Do Universities Give You Value for Money?

Thursday, June 13, 2013 12:00 AM

Johnny Rich, media and higher education specialist with various roles on leading brands such as Push, Push Talks and UniQs, mulls over the issues around value for money in higher education

At nine grand a year, university is an expensive business. But the thing is, that's not what it costs. It's both more than that and less.


Let me explain. But before I do, let's think about what you get for your money. Last month a study was published (by HEPI/Which? University) that said that even though tuition fees trebled last year, students' contact hours - that's teaching time to you and me - stayed basically the same. In other words, you're paying more, but you're still getting an average of just 14 hours and 14 minutes of classes per week.

Or at least, that's how the media reported the story. But that's a pretty dumb way to look at it. It's not the quantity that counts, it's the quality. An hour spent one-on-one with an inspiring world expert on your subject beats ten hours of boring lectures in a hall with 200 other students. At different unis on different courses, you might have either of these, both, or neither.

Besides learning isn't something that's done to you. It's something you do. Any uni applicant who looks at that 14 hours of teaching time and thinks, 'Less than 3 hours a day? What a doss!' is in for a surprise.

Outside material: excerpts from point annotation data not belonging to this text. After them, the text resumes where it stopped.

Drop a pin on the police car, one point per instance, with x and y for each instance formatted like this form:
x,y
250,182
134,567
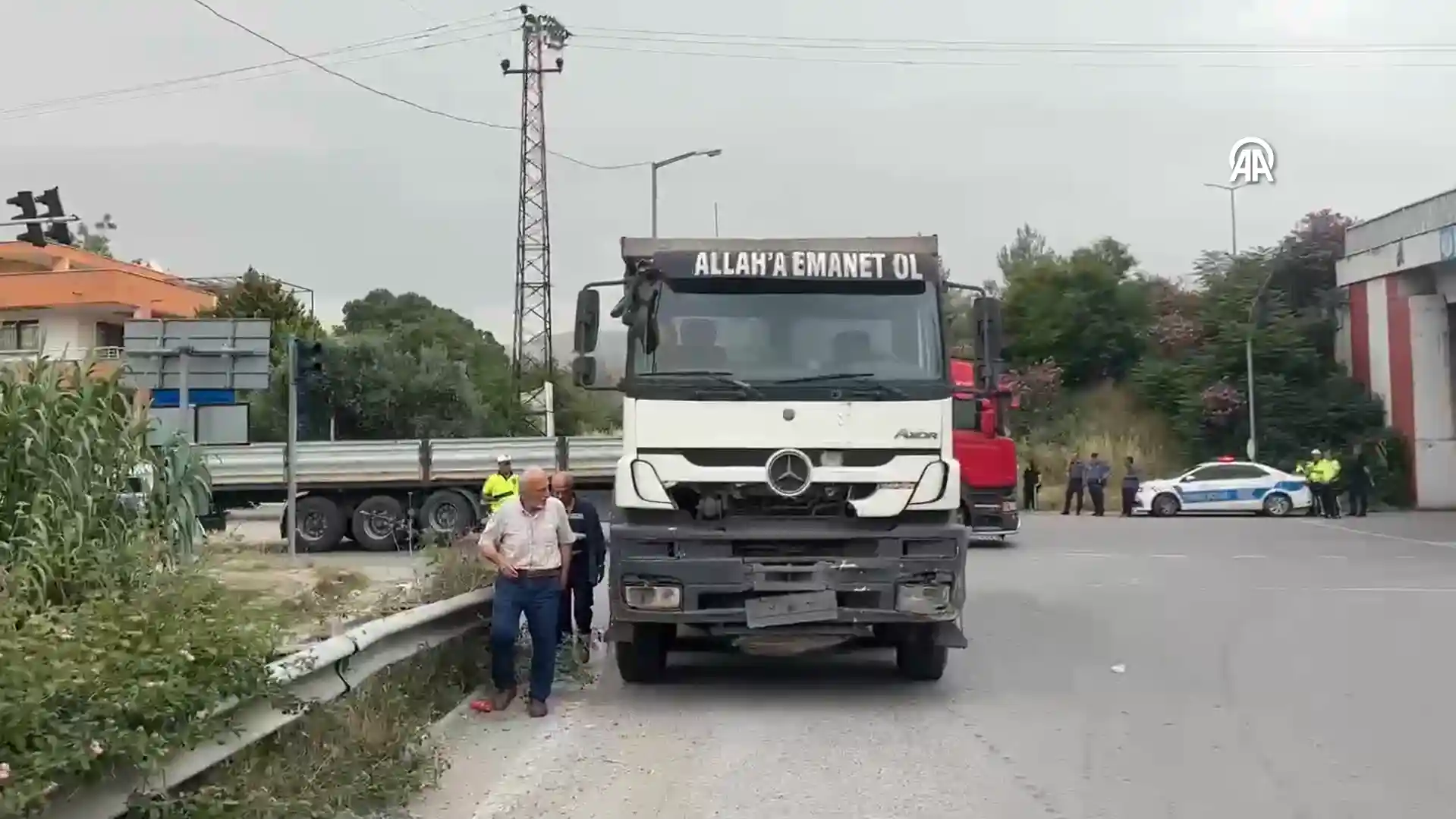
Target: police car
x,y
1225,486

Uni is mostly about studying rather than being taught. The teaching helps you work out what to study. It helps you understand better what you're studying. It doesn't replace it. At some times in your university career and on some courses, it's actually better to have less teaching so you can spend more time studying.

So, 'value for money' and 'contact hours' are definitely not the same thing. The way the course is taught is more important and whether that suits how you like to learn. Also, what else do you get for your money?

Your fees pay for the whole university experience. That includes the teaching, sure. But it's also the library, the campus, the students' union, the clubs and sports, the careers advisers, the welfare team and maybe a whole bunch of other stuff.

What's the whole student experience like at one place versus another? Is it what you want? Because we're all different and no one place suits everyone. That's the kind of detail that covers.

Another more relevant way of measuring value for money might be to work out what your investment - of money, but also of time - will bring you in terms of a happier, more rewarding life. That's the question that BestCourse4Me focuses on. Where will your degree take you? Can you put a price on whether that's worth it for you?

And what is that price? As I said, it's both more and less than £9,000 a year. It's more because that money covers your fees only. You probably need about the same again each year to live on.

And since most people have to borrow that money as a student loan, it'll actually be more by the time they pay it back because there'll be interest to pay too.

But the price is less too, because most people will never pay back their student loans - or not the whole thing plus interest. You only pay back a slice of whatever you earn after you leave uni. The bigger your salary cake, the bigger the slice you pay, but if your cake's too small (under £21,000 per year), there's no slice at all.

If, after 30 years, the slices still haven't repaid everything, then they'll wipe the rest of your debt. Gone. Only the graduates who earn the most are ever likely to get to that point when they've paid it all off - and, let's face it, they can afford it.

So it doesn't much matter what your fees are or what your student loan debt is (other debts matter), you're probably going to be paying the same amount for 30 years anyway based on what you earn, not on what you owe.

For all these reasons, talking about value for money is not very helpful if you're thinking about where to study. The only question that really matters is, Is it what you want? You can't put a price on that.